Manifestaciones y manejo de la sobredosificación o ingesta accidental: La dosis letal en pacientes pediátricos es desconocida. Se estima que la dosis letal en el adulto es de 2 a 5 g. Los síntomas iniciales de toxicidad son: ataxia, nistagmus y disartria. Otros signos son temblor, hiperreflexia, somnolencia, mareo, letargia, habla incongruente, visión borrosa, náusea y vómito. El paciente puede llegar a estar comatoso y con hipotensión. La muerte es debida a depresión respiratoria y circulatoria. Existen marcadas variaciones entre los sujetos con relación a los niveles séricos de fenitoína en los que se presenta toxicidad. El nistagmus o la lateropulsión usualmente aparecen con un nivel de 20 mcg/ml, la ataxia con 30 mcg/ml, se observan letargia y disartria cuando los niveles en suero son mayores de 40 mcg/ml, pero se ha informado de pacientes con niveles tan elevados como 50 mcg/ml que no han tenido evidencia de toxicidad. Se han consumido hasta 25 veces la dosis terapéutica resultando en niveles séricos mayores a 100 mcg/mL, con recuperación completa. Tratamiento: El tratamiento es inespecífico ya que no existe un antídoto conocido. Sin embargo, es recomendable la observación cuidadosa de los sistemas respiratorio y circulatorio, así como la administración de las medidas adecuadas de soporte. La hemodiálisis puede ser considerada ya que la fenitoína no se adhiere completamente a las proteínas del plasma. La exanguinotransfusión total ha sido usada en el tratamiento de intoxicación severa de pacientes pediátricos.
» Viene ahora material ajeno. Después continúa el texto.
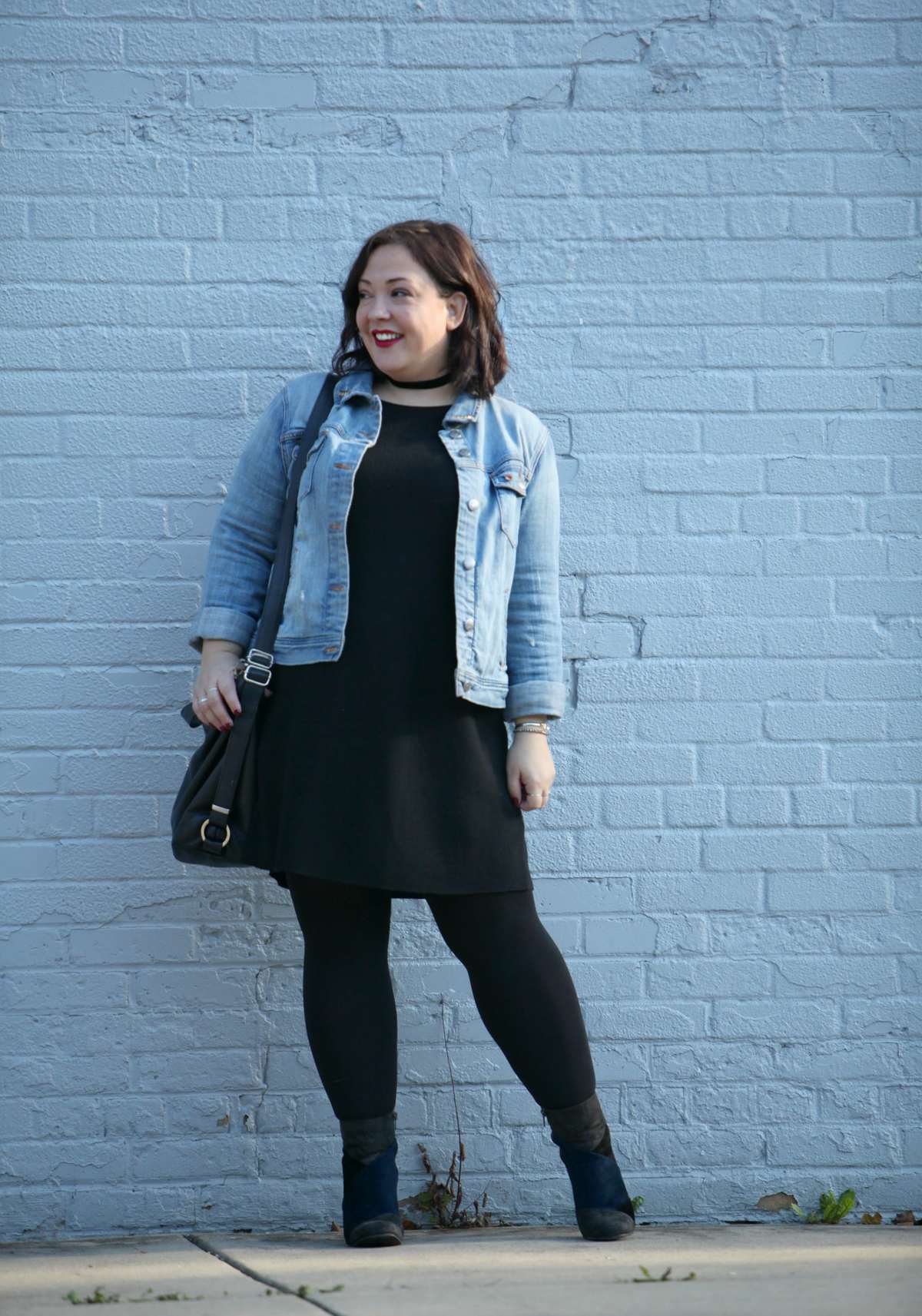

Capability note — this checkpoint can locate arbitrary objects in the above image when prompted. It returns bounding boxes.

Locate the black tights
[288,873,595,1120]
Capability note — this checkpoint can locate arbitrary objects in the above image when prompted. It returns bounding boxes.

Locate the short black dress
[249,401,532,897]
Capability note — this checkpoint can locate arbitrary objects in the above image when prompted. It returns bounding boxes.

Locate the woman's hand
[506,731,556,810]
[192,640,250,731]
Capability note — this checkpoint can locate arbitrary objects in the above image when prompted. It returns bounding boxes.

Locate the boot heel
[549,1142,637,1241]
[541,1092,635,1240]
[342,1141,404,1248]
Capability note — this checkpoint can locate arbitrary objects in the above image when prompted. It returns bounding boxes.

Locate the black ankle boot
[541,1092,635,1241]
[333,1111,404,1248]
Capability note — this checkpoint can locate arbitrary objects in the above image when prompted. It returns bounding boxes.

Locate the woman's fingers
[218,670,240,713]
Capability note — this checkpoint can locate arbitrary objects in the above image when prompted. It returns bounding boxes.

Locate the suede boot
[541,1092,635,1241]
[333,1111,404,1248]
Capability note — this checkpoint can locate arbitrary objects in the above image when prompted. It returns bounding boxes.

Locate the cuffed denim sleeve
[505,426,567,721]
[187,384,288,653]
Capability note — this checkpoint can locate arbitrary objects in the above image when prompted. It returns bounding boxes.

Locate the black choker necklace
[377,370,451,388]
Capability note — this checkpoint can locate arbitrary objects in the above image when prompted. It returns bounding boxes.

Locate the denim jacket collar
[333,369,483,426]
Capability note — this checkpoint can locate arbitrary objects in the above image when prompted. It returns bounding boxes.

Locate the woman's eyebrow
[359,273,413,283]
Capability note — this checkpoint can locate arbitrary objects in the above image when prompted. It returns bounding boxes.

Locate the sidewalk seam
[183,1235,345,1316]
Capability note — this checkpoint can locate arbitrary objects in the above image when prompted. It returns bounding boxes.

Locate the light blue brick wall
[0,0,922,1238]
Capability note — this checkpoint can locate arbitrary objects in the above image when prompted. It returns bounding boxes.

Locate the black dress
[249,401,532,897]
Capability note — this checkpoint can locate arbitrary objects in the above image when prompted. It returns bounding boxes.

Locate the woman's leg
[287,873,397,1120]
[426,891,595,1109]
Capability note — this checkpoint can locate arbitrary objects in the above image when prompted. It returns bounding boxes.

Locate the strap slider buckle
[244,649,274,685]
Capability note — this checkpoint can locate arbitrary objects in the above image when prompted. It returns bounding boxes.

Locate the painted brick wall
[0,0,922,1238]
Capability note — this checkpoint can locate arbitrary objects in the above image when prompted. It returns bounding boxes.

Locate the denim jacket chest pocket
[488,456,529,549]
[280,425,339,502]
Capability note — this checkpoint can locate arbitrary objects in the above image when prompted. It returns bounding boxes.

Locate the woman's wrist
[513,713,549,736]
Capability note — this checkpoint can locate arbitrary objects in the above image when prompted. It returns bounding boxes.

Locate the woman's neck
[372,376,458,406]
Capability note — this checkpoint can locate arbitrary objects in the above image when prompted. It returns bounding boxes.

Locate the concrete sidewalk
[0,1224,922,1316]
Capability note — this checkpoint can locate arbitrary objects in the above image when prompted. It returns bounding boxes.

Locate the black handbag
[170,373,337,867]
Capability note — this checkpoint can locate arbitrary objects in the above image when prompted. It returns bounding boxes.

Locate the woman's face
[355,244,467,380]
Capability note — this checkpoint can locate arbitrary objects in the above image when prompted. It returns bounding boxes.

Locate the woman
[190,221,634,1246]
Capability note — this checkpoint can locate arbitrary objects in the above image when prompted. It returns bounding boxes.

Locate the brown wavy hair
[331,220,509,397]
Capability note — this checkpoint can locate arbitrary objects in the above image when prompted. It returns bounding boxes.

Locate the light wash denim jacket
[188,369,567,721]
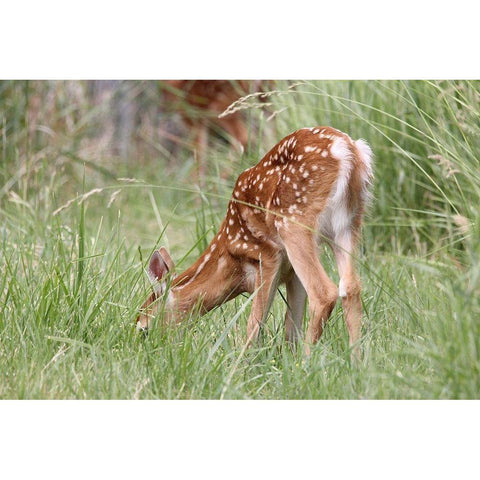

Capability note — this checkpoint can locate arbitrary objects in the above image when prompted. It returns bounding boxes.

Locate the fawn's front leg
[247,260,280,346]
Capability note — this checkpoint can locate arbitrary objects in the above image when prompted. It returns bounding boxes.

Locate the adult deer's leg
[285,272,307,343]
[279,224,338,354]
[333,233,362,360]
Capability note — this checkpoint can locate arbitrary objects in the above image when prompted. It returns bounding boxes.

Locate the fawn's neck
[169,237,246,316]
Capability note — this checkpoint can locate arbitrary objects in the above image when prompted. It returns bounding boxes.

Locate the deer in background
[137,127,373,359]
[163,80,261,180]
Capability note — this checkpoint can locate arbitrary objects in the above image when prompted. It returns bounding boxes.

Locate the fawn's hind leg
[285,272,307,343]
[279,224,338,354]
[333,234,362,360]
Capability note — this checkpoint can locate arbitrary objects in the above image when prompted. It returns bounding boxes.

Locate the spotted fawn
[137,127,373,359]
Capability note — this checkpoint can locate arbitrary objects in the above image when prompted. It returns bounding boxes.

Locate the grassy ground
[0,81,480,399]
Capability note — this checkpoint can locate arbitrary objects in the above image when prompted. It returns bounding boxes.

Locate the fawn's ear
[148,250,169,294]
[158,247,175,273]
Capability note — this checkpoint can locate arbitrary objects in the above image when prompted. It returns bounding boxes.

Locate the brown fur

En caso de sobredosificación aguda debe tenerse presente la posibilidad de la presencia de otros depresores del SNC, incluyendo el alcohol.
Presentación(es): Caja de cartón con 5 ampolletas de 250 mg en 5 ml.
Recomendaciones sobre almacenamiento: Consérvese a temperatura ambiente a no más de 30°C.
Leyendas de protección: Su venta requiere receta médica. No se deje al alcance de los niños. No se administre si la solución no es transparente si contiene partículas en suspensión ó sedimentos. Si no se administra todo el producto deséchese el sobrante. En embarazo deberá administrarse este medicamento bajo estricto control médico.
Nombre y domicilio del laboratorio: Pfizer, S.A. de C.V. Km 63. Carretera México-Toluca, Zona Industrial, C.P. 50140, Toluca, Edo. de México, México.®Marca Registrada.